Step 4: Establish continuous monitoring. A one-time audit is useful but insufficient. Your domain portfolio changes over time, and new subdomains can appear without your knowledge. Continuous monitoring ensures you catch issues as they emerge, not months later during the next manual review.
Step 5: Create a decommissioning process. When a project ends or a service is retired, make DNS cleanup part of the shutdown procedure. This sounds obvious, but very few organizations actually do it consistently.
Common Misconceptions Worth Addressing
“We only have a few subdomains.” This is almost never true once you actually look. Certificate transparency logs alone often reveal subdomains that internal teams have no record of. Automated discovery routinely doubles or triples the number of known subdomains in an organization.
“Our domain registrar handles security.” Your registrar manages your domain registration. It does not monitor what your DNS records point to or whether your subdomains are vulnerable to takeover. These are completely different concerns.
“We cleaned this up last year.” Domain portfolios do not stay clean. New subdomains appear, services change, people leave the company. Without ongoing monitoring, you are back to square one within months.
Making It Manageable
The good news is that this problem is entirely solvable with the right tooling. Manual audits are time-consuming and error-prone, which is exactly why most organizations skip them. Automated tools that continuously discover subdomains and monitor DNS health remove the burden of remembering to check.
At DNSVigil, we built our service specifically around this problem. It automatically discovers all subdomains associated with your domain, monitors their DNS health around the clock, and alerts you immediately when something looks wrong, whether that is a dangling CNAME, a missing SPF record, or a subdomain pointing to a service you no longer own. The goal is to give you a complete, always-current map of your digital footprint so nothing slips through the cracks.
Frequently Asked Questions
How often should I audit my domain portfolio? Ideally, you should have continuous automated monitoring. If you are doing manual audits, quarterly is a reasonable minimum, but a lot can change in three months.
Is subdomain takeover really that common? Yes. Security researchers discover vulnerable subdomains at major companies on a regular basis. Bug bounty programs pay out for these findings routinely because the impact can be severe.
Do small businesses need to worry about this? Absolutely. Small businesses are often targeted precisely because they are less likely to have monitoring in place. Even a single misconfigured subdomain can lead to phishing attacks against your customers.

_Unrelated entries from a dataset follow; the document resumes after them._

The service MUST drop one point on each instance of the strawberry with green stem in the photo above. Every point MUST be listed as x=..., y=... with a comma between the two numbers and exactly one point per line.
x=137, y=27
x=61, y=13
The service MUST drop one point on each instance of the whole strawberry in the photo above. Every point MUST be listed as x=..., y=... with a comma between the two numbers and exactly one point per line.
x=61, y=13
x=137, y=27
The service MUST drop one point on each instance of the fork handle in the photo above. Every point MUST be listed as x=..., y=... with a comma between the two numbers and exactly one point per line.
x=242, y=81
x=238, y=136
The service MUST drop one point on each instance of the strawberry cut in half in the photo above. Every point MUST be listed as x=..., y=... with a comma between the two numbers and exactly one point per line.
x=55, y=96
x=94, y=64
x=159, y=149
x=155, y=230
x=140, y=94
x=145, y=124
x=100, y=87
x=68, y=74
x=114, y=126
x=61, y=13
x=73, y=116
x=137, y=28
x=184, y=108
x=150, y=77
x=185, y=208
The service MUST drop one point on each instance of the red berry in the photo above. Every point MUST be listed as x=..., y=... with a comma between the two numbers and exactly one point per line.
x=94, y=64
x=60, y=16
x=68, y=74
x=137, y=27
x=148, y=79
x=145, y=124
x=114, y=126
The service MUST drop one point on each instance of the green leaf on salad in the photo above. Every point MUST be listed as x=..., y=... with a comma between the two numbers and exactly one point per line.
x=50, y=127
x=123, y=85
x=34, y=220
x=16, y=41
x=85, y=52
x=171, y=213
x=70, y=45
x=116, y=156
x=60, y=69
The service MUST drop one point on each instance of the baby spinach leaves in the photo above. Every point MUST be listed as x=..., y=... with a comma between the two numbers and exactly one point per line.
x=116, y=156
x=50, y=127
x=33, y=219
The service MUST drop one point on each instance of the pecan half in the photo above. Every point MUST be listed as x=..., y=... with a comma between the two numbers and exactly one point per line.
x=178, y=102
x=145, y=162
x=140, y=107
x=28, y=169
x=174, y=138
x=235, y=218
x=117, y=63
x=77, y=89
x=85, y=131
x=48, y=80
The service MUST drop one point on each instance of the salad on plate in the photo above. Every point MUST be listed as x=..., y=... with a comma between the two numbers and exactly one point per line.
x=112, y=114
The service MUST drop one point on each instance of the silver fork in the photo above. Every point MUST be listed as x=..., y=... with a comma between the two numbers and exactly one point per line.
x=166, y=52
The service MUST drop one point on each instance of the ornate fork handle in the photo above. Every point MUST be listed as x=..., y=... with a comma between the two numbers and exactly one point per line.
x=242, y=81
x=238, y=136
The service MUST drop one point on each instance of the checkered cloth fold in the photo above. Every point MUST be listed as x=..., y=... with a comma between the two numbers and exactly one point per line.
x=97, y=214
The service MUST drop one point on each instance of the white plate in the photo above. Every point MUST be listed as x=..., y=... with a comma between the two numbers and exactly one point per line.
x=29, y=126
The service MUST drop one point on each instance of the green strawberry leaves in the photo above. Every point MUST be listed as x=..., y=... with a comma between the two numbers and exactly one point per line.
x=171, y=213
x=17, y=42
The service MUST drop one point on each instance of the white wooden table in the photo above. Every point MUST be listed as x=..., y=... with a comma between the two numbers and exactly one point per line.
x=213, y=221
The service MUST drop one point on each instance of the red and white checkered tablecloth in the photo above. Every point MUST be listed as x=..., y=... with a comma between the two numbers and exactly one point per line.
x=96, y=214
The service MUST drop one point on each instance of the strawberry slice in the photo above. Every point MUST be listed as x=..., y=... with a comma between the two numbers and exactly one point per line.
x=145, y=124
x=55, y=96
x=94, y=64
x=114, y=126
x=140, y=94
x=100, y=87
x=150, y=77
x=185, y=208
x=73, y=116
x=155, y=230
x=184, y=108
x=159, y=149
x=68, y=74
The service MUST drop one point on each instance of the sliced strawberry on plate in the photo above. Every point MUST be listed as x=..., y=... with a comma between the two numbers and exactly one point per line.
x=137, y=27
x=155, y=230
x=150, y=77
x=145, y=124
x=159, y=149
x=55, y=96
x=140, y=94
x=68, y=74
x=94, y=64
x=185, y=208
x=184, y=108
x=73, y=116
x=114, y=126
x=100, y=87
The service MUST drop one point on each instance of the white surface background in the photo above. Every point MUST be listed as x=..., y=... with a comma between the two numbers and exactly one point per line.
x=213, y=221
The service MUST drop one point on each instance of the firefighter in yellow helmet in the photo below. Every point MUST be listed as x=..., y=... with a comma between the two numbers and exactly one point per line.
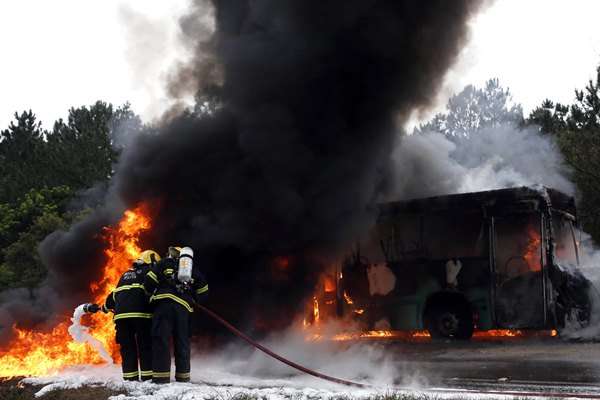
x=133, y=319
x=175, y=284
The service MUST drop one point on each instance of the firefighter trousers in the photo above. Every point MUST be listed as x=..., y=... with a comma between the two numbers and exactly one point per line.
x=170, y=320
x=135, y=342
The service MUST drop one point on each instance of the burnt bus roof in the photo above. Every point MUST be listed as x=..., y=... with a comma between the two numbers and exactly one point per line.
x=491, y=200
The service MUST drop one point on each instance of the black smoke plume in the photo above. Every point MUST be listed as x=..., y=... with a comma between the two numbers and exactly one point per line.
x=288, y=164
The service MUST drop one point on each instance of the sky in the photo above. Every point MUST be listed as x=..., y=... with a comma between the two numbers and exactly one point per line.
x=66, y=53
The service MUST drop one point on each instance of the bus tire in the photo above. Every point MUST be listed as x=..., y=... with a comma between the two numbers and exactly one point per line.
x=451, y=319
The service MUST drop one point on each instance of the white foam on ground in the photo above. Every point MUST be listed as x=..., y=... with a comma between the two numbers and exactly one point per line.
x=209, y=383
x=80, y=333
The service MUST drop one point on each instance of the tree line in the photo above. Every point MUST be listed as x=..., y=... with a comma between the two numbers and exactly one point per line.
x=43, y=172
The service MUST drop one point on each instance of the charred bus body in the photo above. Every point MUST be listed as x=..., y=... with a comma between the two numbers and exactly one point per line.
x=450, y=264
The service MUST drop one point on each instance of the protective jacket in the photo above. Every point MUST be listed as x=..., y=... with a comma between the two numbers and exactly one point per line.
x=129, y=299
x=161, y=282
x=133, y=322
x=172, y=303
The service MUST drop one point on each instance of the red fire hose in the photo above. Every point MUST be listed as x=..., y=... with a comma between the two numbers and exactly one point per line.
x=233, y=329
x=292, y=364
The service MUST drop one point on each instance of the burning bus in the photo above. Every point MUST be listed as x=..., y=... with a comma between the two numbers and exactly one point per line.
x=500, y=259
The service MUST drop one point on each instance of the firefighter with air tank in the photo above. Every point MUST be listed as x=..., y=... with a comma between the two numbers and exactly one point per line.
x=132, y=317
x=175, y=285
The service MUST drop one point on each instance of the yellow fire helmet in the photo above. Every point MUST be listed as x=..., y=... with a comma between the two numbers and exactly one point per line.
x=147, y=257
x=174, y=251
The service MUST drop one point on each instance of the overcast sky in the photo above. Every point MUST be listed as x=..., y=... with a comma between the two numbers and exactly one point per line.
x=63, y=53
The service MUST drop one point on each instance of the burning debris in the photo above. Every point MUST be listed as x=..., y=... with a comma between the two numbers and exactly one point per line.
x=291, y=161
x=514, y=257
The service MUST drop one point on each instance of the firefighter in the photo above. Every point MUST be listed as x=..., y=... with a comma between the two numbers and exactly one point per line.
x=175, y=284
x=133, y=319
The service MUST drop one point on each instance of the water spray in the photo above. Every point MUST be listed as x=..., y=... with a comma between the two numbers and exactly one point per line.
x=80, y=333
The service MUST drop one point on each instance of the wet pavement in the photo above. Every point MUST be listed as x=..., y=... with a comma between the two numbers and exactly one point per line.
x=548, y=365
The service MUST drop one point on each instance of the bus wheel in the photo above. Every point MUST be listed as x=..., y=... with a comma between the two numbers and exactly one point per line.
x=449, y=320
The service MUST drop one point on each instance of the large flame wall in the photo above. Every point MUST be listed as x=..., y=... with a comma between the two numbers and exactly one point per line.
x=35, y=353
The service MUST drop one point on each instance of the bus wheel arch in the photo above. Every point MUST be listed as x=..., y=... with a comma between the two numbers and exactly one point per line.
x=448, y=315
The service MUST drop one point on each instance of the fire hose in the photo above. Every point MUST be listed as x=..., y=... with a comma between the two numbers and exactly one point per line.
x=265, y=350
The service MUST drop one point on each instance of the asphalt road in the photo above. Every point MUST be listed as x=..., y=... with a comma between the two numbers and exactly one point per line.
x=523, y=364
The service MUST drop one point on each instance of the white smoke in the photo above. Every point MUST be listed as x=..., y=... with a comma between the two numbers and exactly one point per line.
x=432, y=164
x=81, y=334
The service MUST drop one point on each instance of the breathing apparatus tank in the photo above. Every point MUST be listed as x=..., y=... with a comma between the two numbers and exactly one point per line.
x=186, y=263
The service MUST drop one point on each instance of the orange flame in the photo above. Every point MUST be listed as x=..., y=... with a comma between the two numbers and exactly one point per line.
x=33, y=353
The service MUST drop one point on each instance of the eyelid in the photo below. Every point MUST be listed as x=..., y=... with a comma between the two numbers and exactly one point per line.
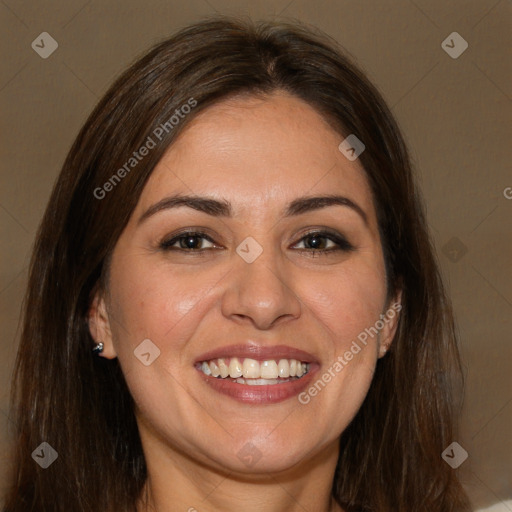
x=337, y=238
x=340, y=241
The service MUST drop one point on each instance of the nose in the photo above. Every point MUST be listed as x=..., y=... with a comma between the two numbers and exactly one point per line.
x=260, y=293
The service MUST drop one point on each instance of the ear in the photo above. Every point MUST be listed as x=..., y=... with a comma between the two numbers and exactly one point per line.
x=389, y=318
x=99, y=325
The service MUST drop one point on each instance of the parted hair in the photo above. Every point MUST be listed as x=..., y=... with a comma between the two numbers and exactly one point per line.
x=390, y=454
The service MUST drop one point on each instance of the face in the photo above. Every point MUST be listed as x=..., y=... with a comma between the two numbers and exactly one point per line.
x=256, y=282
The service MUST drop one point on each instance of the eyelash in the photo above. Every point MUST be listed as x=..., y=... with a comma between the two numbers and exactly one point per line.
x=342, y=243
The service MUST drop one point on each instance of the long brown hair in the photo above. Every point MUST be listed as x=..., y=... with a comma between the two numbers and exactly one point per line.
x=390, y=455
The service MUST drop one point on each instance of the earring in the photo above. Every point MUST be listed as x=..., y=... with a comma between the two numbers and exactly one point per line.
x=98, y=348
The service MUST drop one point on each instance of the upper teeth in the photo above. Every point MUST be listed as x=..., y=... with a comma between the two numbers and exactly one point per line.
x=252, y=369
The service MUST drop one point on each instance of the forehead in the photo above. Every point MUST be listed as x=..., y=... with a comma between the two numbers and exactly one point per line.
x=258, y=153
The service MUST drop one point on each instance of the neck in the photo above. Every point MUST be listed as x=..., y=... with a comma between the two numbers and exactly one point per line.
x=177, y=482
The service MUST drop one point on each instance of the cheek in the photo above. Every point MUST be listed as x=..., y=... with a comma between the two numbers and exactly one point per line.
x=346, y=302
x=155, y=302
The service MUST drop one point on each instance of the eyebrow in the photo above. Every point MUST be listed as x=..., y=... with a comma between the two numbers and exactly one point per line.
x=222, y=208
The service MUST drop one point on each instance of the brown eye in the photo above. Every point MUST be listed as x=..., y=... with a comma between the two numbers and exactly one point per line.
x=190, y=241
x=324, y=242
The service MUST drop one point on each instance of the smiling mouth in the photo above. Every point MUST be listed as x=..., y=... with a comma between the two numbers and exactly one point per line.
x=253, y=372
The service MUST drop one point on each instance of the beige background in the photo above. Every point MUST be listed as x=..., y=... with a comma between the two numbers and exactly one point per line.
x=455, y=114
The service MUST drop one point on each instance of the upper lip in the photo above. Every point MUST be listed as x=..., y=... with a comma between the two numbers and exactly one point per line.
x=259, y=352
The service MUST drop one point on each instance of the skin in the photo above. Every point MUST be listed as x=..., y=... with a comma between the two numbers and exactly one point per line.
x=258, y=154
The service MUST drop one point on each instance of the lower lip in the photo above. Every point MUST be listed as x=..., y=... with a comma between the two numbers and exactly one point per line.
x=271, y=394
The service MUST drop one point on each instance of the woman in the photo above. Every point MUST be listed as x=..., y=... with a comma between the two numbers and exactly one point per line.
x=233, y=301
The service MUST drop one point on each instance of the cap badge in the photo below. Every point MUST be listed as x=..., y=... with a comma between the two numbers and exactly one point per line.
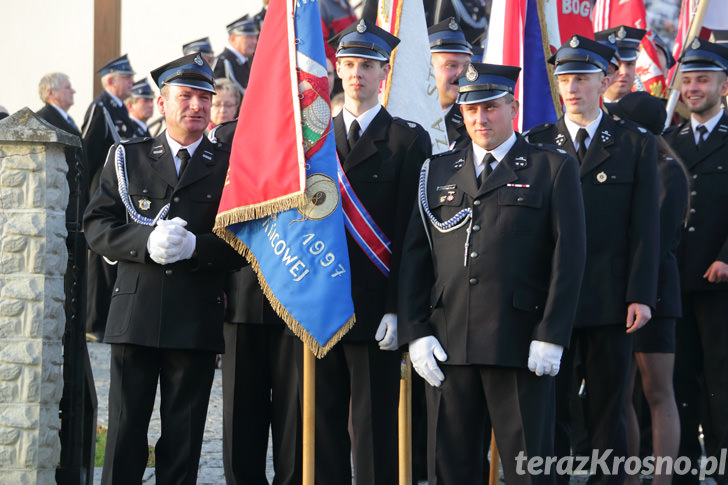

Can I just delete all subdomains I do not recognize? Not without checking first. Some may be serving legitimate functions that were set up by someone who has since left the organization. Investigate before you delete, but do investigate.
Your domain portfolio is part of your public-facing infrastructure. Treat it with the same attention you give your firewalls and access controls. The attackers mapping your subdomains will not wait for your next annual review, and neither should you.